Je découvre, en apercevant un cuisinier de bois devant un restaurant, que j’ai faim, une faim du diable car je n’ai pas bouffé depuis avant-hier et j’éclate de rire en comprenant que mon fameux état d’extrême faiblesse dont parlait l’interne provient uniquement de ma dent creuse.
C’était simple, mais il fallait y penser.
Une vigueur formidable me rentre dans la bonbonne en même temps que le châteaubriant que j’y expédie.
J’engloutis une porcif carabinée, plus deux assiettées de pommes frites, plus un camembert large comme la lune lorsqu’elle est pleine.
Après ça, vous pouvez m’envoyer Rigoulot en colis exprès, je vous promets d’en faire un hamburger en moins de temps encore qu’il n’en faut à votre belle-mère pour vous écœurer ; parole !
Le soleil s’est installé à Paris pendant que je mangeais. Il fait bon… Je n’éprouve pas du tout le besoin de me faire faire de la pénicilline.
Je choisis le trottoir ensoleillé et je réfléchis sérieusement.
Les dernières nouvelles indiquent d’une façon probante que dans cette affaire deux bandes s’affrontent.
Elles s’affrontent pour la possession du disque.
Dans la première il y a l’homme aux cheveux gris et Crâne-pelé.
Dans la seconde la femme qui vient d’être abattue.
C’est la bande de cette dernière qui a le disque puisque la môme me l’avait raflé ! Elle veut le vendre aux Ricains.
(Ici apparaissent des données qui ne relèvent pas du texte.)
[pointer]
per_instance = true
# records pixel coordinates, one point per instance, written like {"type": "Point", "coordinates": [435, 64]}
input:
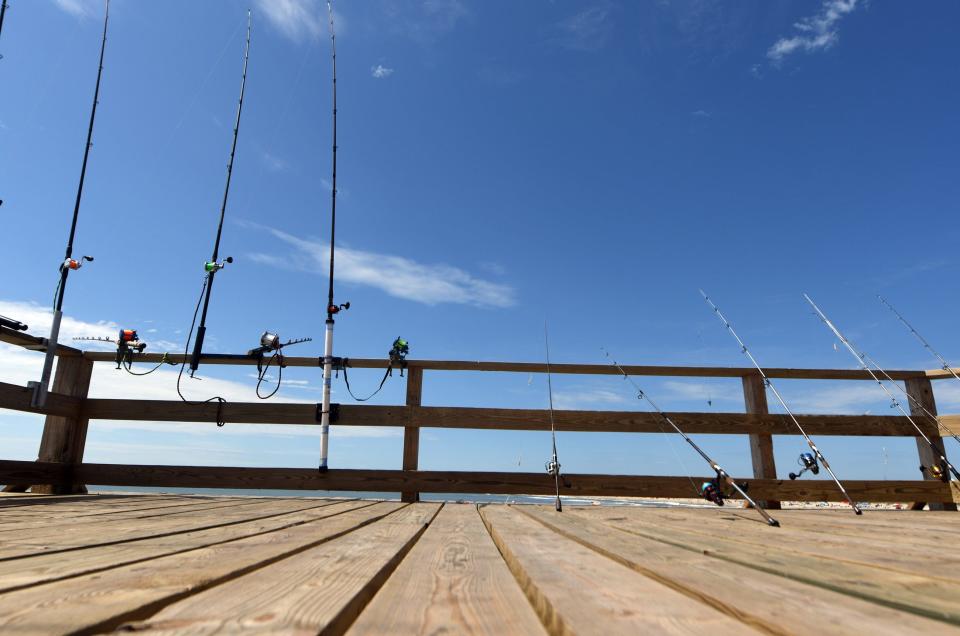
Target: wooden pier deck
{"type": "Point", "coordinates": [191, 564]}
La première bande a vent des tractations et s’y oppose à sa manière, qui est la manière forte, je suis payé pour le savoir.
La première bande, celle de l’homme aux cheveux gris, ignorait que la seconde avait le disque puisque cette nuit encore il me torturait pour me faire dire où il se trouvait…
Mais ce matin il savait que la fille allait retourner chez les Ricains… Ceci, parce que dans l’intervalle quelqu’un les a prévenus de la prise de contact…
Qui ?
Je m’engouffre dans une station de métro à l’entrée de laquelle il y a marqué : Lavatory — Téléphone !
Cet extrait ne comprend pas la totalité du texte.